I have a pyspark job using spark 2.4.0 that is hanging at 198/200 blocks. When I look at what's happening with those two blocks, they say "RUNNING" and are on the same node. If I go to the stderr log page in the web browser (http://node2:8081/logPage/?appId=app-20181128112202-0000&executorId=2&logType=stderr), the error is:
"Error: invalid log directory /usr/local/spark/spark-2.4.0-bin-hadoop2.7/work/app-20181128112202-0000/2/"
If I navigate to that folder directory on that node, there is no /2/ folder, but there is a /3/ folder. This is stage 16, so the node has already done a bunch of work at this point.
This only ever occurs on one of the nodes.

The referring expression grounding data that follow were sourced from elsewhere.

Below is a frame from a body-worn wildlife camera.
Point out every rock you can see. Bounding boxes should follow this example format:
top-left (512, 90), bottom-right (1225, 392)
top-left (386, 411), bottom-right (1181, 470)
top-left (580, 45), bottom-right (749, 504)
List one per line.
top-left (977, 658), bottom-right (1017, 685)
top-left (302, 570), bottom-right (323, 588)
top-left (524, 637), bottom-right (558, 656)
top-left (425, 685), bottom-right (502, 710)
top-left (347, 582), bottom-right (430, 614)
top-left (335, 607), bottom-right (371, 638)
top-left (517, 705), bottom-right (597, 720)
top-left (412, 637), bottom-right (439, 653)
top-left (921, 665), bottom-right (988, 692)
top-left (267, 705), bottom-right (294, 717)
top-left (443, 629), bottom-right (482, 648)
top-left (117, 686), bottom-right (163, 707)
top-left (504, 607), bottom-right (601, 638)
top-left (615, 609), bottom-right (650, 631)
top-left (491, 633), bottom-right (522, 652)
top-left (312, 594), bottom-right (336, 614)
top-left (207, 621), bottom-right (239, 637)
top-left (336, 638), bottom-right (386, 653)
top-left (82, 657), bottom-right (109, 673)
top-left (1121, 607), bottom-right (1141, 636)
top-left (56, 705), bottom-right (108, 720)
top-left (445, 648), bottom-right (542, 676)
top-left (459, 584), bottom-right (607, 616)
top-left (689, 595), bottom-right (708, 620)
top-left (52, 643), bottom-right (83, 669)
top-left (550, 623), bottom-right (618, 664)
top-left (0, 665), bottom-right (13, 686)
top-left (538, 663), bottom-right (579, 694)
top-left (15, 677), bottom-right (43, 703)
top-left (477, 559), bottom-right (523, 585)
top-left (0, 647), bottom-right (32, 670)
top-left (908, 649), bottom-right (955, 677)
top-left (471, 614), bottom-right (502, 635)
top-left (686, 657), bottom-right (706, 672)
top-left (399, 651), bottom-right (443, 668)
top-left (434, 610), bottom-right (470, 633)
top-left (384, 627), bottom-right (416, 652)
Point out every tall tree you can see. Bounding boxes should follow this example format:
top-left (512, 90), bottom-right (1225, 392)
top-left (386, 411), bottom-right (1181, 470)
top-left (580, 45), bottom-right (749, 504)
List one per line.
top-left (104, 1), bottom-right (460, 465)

I've also cleared the work directory on all of the nodes to be sure.
I'm at a loss to why it's trying to change the stdout
to /2/ from /3/ - any thoughts on how I can debug that?
I'm also having trouble finding where it assigns the folder number within work: /usr/local/spark/spark-2.4.0-bin-hadoop2.7/work/app-20181129134852-0000/2/
Edit
I noticed that I'm getting blocked threads that seem to be blocking each other.
Thread 33 is blocked by 224, and 224 is blocked by 33. I'm not sure how to figure out why those are blocking - seems like something to do with memory, but I'm not quite sure how to figure out what it is...